HERV and HRF Quantification
Total RNA was extracted using ZR-Duet DNA/RNA MiniPrep (Zymo Research), according to the manufacturer's guidelines. RNA from all samples was treated with DNase I (Sigma-Aldrich) to remove any genomic DNA contamination. The purified RNA was quantified using NanoDrop™ 1,000 Spectrophotometer (Thermo Scientific) and 50–200 ng of RNA were used to synthesize complementary DNA (cDNA) using oligo (dT)20 or random primers (300 ng/μL; Invitrogen) and Superscript III reverse transcriptase (Invitrogen). mRNA levels were determined by Real-Time RT-PCR using the appropriate set of primers (Table 1) and Power SYBR Green PCR Master mix (Applied Biosystems) on a 7500 Fast or the ViiA™ 7 Real-Time PCR System (both from Applied Biosystems). Relative mRNA levels, normalized to β-actin, were calculated using the 2-ΔCT or 2-ΔΔCT method.
Immunohistochemistry
Fixed thymic tissue was embedded in paraffin and cut into 3 μm sections (Minot Microtome Leica RM2145). Epitope-retrieval was performed at pH9 (Leica Biosystems buffer) for 15 min using a microwave (800W). Sections were stained with antibodies against HERV-K Env TM (Austral Biologicals, HERM-18115), APOBEC3G (NIH AIDS Reagents Program), SAMHD1 (Sigma-Aldrich, SAB1101454), and SLFN11 (Sigma-Aldrich, HPA023030). Samples were then incubated with a peroxidase/DAB detection system (EnVision, Dako) and counterstained with Harris' hematoxylin (BioOptica). Images were acquired using a Leica DM2500 microscope.

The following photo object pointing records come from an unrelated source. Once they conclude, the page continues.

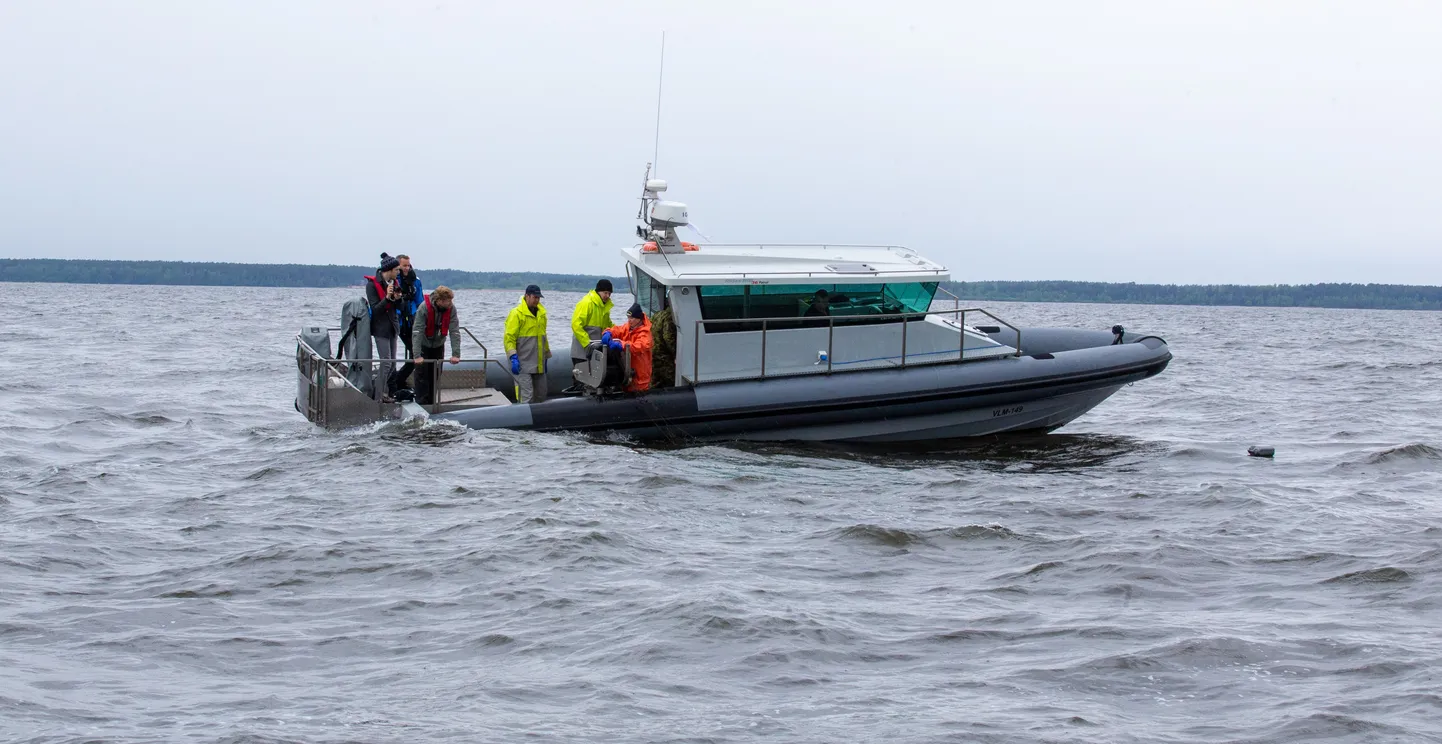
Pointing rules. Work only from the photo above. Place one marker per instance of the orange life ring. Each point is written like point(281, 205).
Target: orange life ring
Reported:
point(651, 247)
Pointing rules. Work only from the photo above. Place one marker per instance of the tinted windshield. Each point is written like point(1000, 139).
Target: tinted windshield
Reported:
point(803, 300)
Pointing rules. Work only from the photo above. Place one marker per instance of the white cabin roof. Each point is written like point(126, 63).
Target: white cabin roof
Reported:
point(788, 264)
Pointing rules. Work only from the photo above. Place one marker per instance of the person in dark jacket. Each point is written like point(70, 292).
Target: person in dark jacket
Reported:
point(382, 294)
point(411, 296)
point(436, 320)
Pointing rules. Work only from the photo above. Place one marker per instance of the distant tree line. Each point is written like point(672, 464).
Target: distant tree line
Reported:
point(206, 274)
point(1353, 296)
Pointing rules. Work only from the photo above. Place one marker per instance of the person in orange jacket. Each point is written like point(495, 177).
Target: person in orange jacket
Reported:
point(635, 339)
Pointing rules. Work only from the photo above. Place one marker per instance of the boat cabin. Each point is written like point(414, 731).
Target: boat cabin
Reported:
point(762, 310)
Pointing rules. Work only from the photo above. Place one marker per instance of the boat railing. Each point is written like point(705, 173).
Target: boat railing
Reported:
point(769, 325)
point(332, 400)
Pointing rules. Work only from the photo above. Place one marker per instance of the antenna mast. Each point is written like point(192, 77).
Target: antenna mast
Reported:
point(661, 77)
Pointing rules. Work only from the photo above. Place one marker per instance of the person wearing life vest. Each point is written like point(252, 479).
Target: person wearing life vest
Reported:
point(527, 346)
point(635, 339)
point(436, 320)
point(411, 296)
point(384, 297)
point(590, 317)
point(664, 349)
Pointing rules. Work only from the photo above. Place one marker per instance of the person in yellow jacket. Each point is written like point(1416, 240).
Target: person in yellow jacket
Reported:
point(589, 320)
point(527, 346)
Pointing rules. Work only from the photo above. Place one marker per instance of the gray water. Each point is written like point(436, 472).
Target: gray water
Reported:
point(185, 558)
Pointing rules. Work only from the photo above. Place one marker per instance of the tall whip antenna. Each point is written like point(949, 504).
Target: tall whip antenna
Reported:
point(661, 77)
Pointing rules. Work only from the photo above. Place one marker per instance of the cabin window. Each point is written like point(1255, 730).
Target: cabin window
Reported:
point(858, 303)
point(649, 293)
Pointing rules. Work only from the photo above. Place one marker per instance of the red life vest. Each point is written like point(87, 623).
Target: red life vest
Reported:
point(379, 289)
point(430, 319)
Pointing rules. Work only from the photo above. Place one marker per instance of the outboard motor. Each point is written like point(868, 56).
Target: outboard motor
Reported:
point(604, 372)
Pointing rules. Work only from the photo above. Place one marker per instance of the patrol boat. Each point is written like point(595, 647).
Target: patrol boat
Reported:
point(759, 356)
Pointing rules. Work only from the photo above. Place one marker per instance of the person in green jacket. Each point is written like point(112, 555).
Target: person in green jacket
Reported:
point(527, 346)
point(590, 317)
point(664, 349)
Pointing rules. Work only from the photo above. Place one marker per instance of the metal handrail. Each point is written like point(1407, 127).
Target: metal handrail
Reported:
point(319, 381)
point(831, 333)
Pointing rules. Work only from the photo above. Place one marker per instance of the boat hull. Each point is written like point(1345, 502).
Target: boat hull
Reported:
point(1060, 375)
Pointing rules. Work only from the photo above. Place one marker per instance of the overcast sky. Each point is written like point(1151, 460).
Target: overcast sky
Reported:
point(1177, 142)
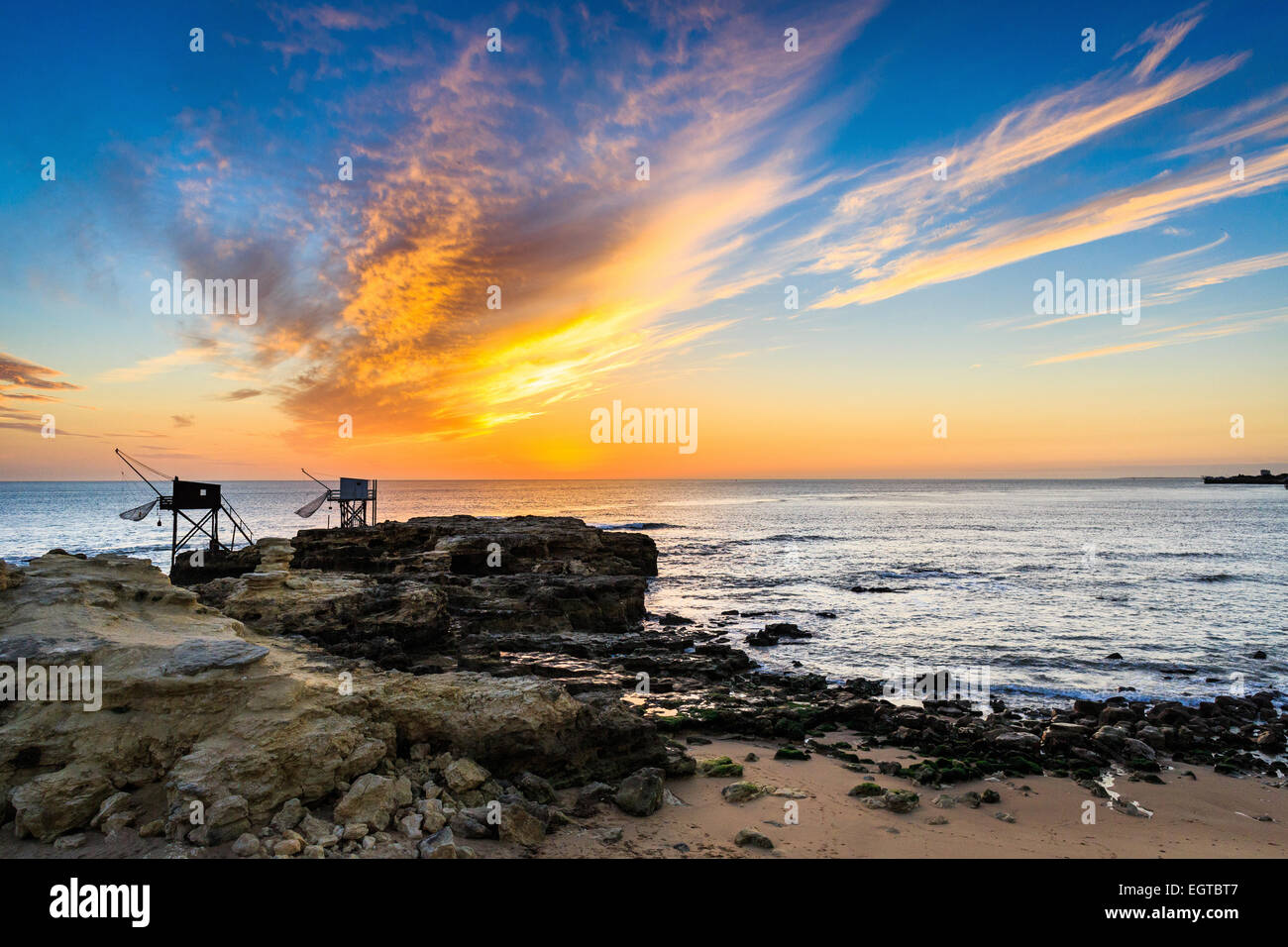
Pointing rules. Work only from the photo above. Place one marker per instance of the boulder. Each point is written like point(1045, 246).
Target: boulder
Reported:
point(640, 792)
point(373, 800)
point(754, 838)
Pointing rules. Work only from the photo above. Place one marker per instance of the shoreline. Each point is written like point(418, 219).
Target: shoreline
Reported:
point(553, 639)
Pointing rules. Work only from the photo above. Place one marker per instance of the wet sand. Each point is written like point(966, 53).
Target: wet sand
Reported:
point(1209, 817)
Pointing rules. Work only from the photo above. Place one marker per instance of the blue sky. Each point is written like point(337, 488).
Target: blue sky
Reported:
point(768, 169)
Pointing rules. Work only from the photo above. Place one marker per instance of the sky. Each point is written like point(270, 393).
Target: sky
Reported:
point(911, 172)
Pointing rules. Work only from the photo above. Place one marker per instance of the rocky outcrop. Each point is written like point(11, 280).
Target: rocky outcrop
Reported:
point(217, 714)
point(404, 594)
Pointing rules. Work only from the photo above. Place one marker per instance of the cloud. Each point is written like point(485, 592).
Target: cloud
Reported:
point(18, 372)
point(900, 228)
point(1176, 335)
point(158, 365)
point(467, 182)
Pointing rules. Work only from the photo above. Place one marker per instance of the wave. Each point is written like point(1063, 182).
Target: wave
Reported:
point(636, 526)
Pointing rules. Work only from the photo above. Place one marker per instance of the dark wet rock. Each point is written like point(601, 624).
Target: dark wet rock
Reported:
point(205, 655)
point(640, 792)
point(754, 838)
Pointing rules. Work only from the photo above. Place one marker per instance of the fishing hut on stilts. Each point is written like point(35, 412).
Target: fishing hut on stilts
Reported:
point(188, 499)
point(353, 496)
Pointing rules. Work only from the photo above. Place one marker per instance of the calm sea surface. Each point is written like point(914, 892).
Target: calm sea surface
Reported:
point(1035, 579)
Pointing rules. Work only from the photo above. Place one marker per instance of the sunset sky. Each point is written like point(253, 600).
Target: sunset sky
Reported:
point(767, 169)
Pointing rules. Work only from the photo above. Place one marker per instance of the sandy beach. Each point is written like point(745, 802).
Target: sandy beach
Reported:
point(1211, 815)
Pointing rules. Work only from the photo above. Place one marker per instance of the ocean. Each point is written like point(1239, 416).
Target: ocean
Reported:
point(1035, 581)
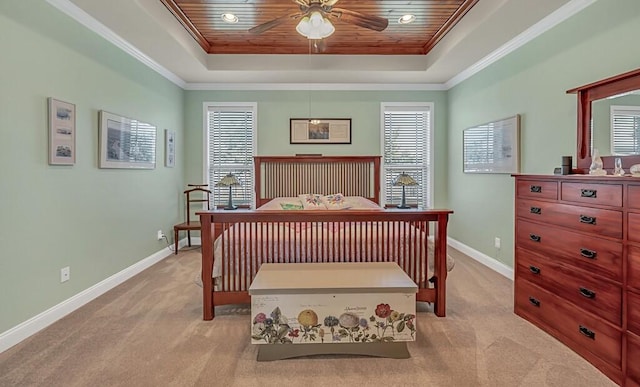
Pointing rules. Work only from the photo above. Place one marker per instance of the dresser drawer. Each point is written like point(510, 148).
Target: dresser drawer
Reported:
point(594, 220)
point(633, 267)
point(588, 193)
point(584, 333)
point(595, 255)
point(633, 196)
point(595, 295)
point(633, 312)
point(539, 189)
point(633, 228)
point(633, 354)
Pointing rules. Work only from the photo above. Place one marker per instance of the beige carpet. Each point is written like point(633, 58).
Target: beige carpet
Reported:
point(149, 332)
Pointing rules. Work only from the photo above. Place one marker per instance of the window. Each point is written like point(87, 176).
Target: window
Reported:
point(407, 147)
point(230, 147)
point(625, 130)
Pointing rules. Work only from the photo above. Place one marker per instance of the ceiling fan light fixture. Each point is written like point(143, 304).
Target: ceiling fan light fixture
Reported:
point(315, 26)
point(406, 19)
point(229, 18)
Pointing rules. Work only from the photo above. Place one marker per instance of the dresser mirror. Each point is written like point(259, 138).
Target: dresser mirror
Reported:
point(594, 111)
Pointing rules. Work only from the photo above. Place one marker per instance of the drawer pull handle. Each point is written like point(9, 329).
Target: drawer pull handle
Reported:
point(588, 253)
point(587, 219)
point(587, 332)
point(587, 293)
point(588, 193)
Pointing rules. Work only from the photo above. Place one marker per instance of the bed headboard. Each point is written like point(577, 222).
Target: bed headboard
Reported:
point(281, 176)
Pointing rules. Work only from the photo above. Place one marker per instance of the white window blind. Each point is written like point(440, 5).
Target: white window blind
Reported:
point(230, 130)
point(407, 147)
point(625, 130)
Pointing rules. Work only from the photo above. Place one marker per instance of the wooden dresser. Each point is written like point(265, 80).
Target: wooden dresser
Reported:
point(577, 266)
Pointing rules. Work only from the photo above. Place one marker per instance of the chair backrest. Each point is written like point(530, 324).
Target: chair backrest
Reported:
point(195, 195)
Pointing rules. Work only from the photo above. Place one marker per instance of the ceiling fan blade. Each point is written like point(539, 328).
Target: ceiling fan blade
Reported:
point(329, 3)
point(360, 19)
point(260, 28)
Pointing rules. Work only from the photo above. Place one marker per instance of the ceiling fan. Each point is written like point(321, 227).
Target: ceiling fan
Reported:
point(326, 9)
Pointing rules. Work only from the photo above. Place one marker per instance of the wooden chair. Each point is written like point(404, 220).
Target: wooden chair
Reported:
point(197, 194)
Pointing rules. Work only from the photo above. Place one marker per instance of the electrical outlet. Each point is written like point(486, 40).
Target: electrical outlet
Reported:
point(65, 274)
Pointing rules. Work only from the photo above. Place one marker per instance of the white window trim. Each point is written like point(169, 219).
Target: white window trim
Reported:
point(401, 106)
point(205, 137)
point(616, 110)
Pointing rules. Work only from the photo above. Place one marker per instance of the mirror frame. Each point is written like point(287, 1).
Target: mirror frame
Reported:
point(588, 93)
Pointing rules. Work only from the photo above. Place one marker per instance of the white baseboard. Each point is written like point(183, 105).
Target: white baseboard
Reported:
point(35, 324)
point(484, 259)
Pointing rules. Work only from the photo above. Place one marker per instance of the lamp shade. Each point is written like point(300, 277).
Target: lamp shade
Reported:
point(315, 26)
point(404, 180)
point(230, 180)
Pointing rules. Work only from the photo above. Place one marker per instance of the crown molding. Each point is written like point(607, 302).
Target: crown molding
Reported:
point(88, 21)
point(318, 86)
point(531, 33)
point(555, 18)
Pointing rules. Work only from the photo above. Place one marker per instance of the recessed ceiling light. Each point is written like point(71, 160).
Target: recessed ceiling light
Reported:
point(229, 18)
point(406, 19)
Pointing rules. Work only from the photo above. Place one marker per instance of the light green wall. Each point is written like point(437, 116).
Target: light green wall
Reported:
point(275, 108)
point(99, 222)
point(96, 221)
point(599, 42)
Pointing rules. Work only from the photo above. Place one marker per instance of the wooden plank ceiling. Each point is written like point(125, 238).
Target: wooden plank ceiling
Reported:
point(203, 20)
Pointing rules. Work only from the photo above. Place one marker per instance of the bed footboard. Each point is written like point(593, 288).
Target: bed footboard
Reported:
point(248, 238)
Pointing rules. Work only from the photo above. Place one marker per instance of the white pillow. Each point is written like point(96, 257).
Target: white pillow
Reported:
point(291, 205)
point(336, 202)
point(312, 202)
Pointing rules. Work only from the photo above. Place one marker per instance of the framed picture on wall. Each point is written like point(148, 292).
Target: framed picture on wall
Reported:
point(62, 132)
point(320, 131)
point(169, 148)
point(126, 143)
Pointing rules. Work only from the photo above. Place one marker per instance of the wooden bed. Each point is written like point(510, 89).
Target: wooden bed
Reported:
point(244, 239)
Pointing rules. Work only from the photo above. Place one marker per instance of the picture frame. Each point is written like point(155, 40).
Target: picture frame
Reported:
point(320, 131)
point(62, 132)
point(169, 148)
point(126, 143)
point(493, 147)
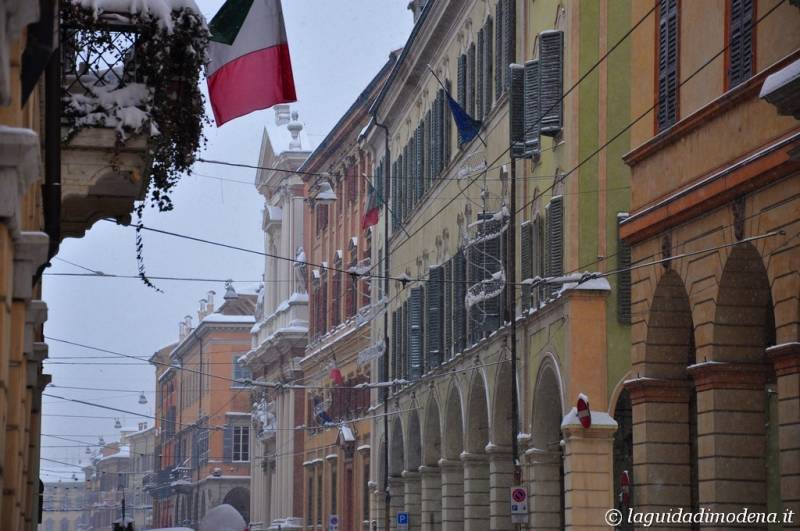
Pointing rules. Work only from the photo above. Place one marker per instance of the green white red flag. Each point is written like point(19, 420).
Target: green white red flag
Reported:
point(249, 66)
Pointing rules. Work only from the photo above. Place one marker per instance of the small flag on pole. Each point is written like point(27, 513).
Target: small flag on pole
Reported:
point(371, 208)
point(468, 127)
point(249, 66)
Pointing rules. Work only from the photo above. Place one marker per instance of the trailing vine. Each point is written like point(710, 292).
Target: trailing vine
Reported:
point(151, 87)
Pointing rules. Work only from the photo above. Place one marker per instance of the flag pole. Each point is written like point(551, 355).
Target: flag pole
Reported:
point(447, 92)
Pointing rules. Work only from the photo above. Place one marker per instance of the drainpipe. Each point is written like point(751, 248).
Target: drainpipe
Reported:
point(385, 376)
point(51, 189)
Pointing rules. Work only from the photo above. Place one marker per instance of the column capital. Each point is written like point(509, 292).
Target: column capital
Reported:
point(429, 470)
point(785, 358)
point(473, 457)
point(658, 390)
point(721, 375)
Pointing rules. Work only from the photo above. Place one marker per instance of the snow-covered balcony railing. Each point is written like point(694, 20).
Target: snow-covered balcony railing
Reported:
point(132, 113)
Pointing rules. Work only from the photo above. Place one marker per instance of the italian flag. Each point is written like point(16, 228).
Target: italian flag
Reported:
point(249, 66)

Immunofluorescence Staining
After protein blocking, 3 μm tissue sections were stained by sequential incubations with the above mentioned anti-HERV-K Env antibody and anti-CD3 (eBioscience, OKT3) antibody and secondary antibodies as previously described (23, 24), and DAPI was used for nuclear counterstaining. Images were acquired with Zeiss LSM 710 confocal microscope (Carl Zeiss, Oberkochen, Germany) using a EC Plan-Neofluar 40x/1.30 objective; Digital zoom inserts acquired with ZEN 2012 SP5 FP3 (black) software.
Thymocyte Stimulation
FACS-sorted CD4SP T cells (200.000–500.000 cells/condition) were stimulated in a 96 well U-bottom tissue culture plate at 37°C in the presence of complete medium alone or supplemented with Interleukin-2 (IL-2; 100 U/mL; R&D), IL-4 (100 ng/mL; R&D), IL-7 (50 ng/mL; R&D), Tumor Necrosis Factor-α (TNF-α, 20 ng/mL; eBiosciences), Interferon-α (IFNα, 50 ng/mL; eBiosciences), IFN-γ (66 ng/mL; BD Biosciences), PHA (5 μg/mL; Sigma-Aldrich), or PMA (500 ng/mL; Sigma-Aldrich) + Ionomycin (500 ng/mL; Calbiochem, Merck Biosciences, Nottingham, UK) for 4 or 23 h. After culture, cells were washed and cell pellets were frozen at −80°C.
HIV Infection
CD4 SP thymocytes were cultured for 4 h at 3.5 × 107 cells/mL, in the presence of 0.3 ng RT of HIV-1 or HIV-2/106 thymocytes, washed and cell pellets frozen at −80°C. All viruses used were primary isolates using either CCR5 as co-receptor, namely HIV-192US660 and HIV-260415K (NIH AIDS Reagent Program, Division of AIDS, the latter given by Dr. Feng Gao and Dr. Beatrice Hahn), or CXCR4 as co-receptor, namely HIV-192HT599 (NIH AIDS Reagent Program, Division of AIDS, given by Dr. Neal Halsey) and HIV-220.04 (kindly provided by Dr. Nuno Taveira). We have previously validated the infection protocol using the same viral strains in human thymocytes (24).
Statistical Analysis
Statistical analysis was performed using GraphPad Prism v9 (GraphPad Software Inc.). Two-sample data were compared using Wilcoxon-matched pairs test. Data from more than two samples were compared using Friedman test or Kruskal-Wallis test with Dunn's multiple comparison post-test. P values < 0.05 were considered significant.
Results
HERV Expression in Human Thymus
It is likely that HERV expression in the thymus impacts on the patterning of the peripheral T cell repertoire, with possible implications in autoimmune conditions. Here, we analyzed, for the first time, the transcriptional expression of the major HERV genes, namely HERV-K (HML-2), HERV-W and HERV-R env, as well as HERV-K (HML-2) gag, during T cell development and in other main thymic populations. In the future will be important to address the expression of other HERVs, such as the HERV-H (12), for which we were unable to optimize a reliable quantitative assay for human thymic cells.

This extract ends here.